Today’s share also has cucumbers, which are still going strong, red leaf lettuce, Romano beans, sweet onion, and beet greens. The beet greens are the thinnings from our next beet crop which should be ready for a full harvest in a few weeks.
Today we also got to plant the radicchio and pan di zucchero for the fall shares, two of my favorite crops. With a little luck, on Thursday we’ll also get around to seeding a bunch of the roots for fall, and the final lettuce planting of the year.
Romano beans, cucumbers, eggplant, lettuce, summer squash, chard, tomatoes were all in the plan for the share when I made it up in January.
First, some notes on expected changes from the original plan: unfortunately the cool season mixed with symphylans (a little soil dweller that eats roots) has really set the eggplant back and it’s just starting to recover. The tomatoes are coming in very slowly. It’ll probably be a small share of those, but we did have enough of the early matina and red racers to give out samples on Thursday last week. Last week we also gave out chard so I’m thinking we’ll give it a week to regrow and see if we can get another green, possibly the kale or collards, into the shares. Beet greens are another possibility as we have a planting that might need some thinning – and beet greens are basically chard… We also have a few wild cards that could show up in the shares any time: celery, onions, and carrots.
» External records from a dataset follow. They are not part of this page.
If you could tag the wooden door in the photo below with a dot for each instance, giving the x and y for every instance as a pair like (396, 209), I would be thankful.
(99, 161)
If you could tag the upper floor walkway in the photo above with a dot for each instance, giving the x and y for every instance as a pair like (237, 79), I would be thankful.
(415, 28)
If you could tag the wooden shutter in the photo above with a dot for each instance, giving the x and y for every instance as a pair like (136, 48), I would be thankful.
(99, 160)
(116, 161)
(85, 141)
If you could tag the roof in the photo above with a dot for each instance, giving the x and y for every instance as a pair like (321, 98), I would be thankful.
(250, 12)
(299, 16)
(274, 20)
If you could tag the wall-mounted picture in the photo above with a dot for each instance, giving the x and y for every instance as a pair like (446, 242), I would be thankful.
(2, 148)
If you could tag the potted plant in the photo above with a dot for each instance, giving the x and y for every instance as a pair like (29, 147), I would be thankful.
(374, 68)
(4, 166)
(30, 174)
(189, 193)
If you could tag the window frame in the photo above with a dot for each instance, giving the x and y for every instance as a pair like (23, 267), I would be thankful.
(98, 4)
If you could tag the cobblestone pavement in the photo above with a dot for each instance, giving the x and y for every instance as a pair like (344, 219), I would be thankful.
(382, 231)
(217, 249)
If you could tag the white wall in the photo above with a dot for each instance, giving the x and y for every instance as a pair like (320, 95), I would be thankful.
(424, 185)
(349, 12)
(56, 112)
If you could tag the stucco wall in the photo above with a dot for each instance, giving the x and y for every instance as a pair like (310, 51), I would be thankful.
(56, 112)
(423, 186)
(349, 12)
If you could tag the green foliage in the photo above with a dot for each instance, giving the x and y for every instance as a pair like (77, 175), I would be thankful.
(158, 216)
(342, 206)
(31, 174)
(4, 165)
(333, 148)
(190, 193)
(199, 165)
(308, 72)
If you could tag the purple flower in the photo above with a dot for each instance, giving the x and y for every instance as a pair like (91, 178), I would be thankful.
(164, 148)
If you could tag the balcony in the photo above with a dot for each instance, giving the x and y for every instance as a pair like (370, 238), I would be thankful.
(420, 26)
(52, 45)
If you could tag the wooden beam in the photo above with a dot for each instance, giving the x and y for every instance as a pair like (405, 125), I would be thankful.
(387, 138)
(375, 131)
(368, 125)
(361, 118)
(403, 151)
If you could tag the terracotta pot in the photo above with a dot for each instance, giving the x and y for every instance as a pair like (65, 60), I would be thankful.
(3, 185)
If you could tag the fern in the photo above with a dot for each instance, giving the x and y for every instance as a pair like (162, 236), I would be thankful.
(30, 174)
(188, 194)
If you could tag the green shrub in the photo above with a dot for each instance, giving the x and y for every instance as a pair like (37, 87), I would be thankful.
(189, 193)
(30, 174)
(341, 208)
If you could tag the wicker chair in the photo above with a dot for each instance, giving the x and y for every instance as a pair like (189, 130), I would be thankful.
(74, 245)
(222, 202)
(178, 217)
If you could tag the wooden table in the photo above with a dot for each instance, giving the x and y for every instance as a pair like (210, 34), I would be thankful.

On the farm stand I’m hoping we’ll have basil and padron peppers. If those are favorites of yours make sure to check them out. The other peppers are looking pretty good but they’re still a few weeks out from harvest, at least. On the basil, if you’re looking for larger quantities to make pesto please send me a note and let me know how much you’d like – I can try to let you know if we’ll have enough and to reserve some for you.
We had a good week of planting and preparing for more planting of fall crops next week. It’s been so busy that I’ve been forgetting to take photos while I’m at the farm (of everything except for irrigation meters). Here’s a photo of some of the vegetables from the farm that are currently in my fridge (I eat a lot of the weird looking ones).
This weeks share is pretty close to predicted. Yesterday was a long day so I’m a bit late in posting this photo of the share. We did get a lot of fall planting done though so that was good.
In the share is butter lettuce, Romano beans, summer squash, red potatoes, red onion, cucumbers, chard and just a few padron peppers.
The beans are just starting so it was a small share and we hope to have more next week. The padron peppers are just a sample and we don’t have enough planted for big shares, but there are some in the you pick section that will be ready soon, and we’ll be selling larger quantities at the farm stand. They’re mostly not hot (unless they get too big) and I like them best fried in oil and tossed with salt, then eaten whole. I’ve also found that the larger, spicy ones, do make a nice salsa.
With the warm weather we saw the very first ripe tomatoes – not quite enough to fit into the shares yet but they’ll be here soon. I was hoping to get one last summer bunch of collards in the share but they’re not looking too good from the warm weather so we’re giving out chard instead. Collards and kale will be on vacation until the weather cools off again in the fall.
Yesterday’s long planting list included more collards and kale. We also planted more parsley and fennel, and I seeded the last round of carrots. Fingers crossed for a good fall harvest!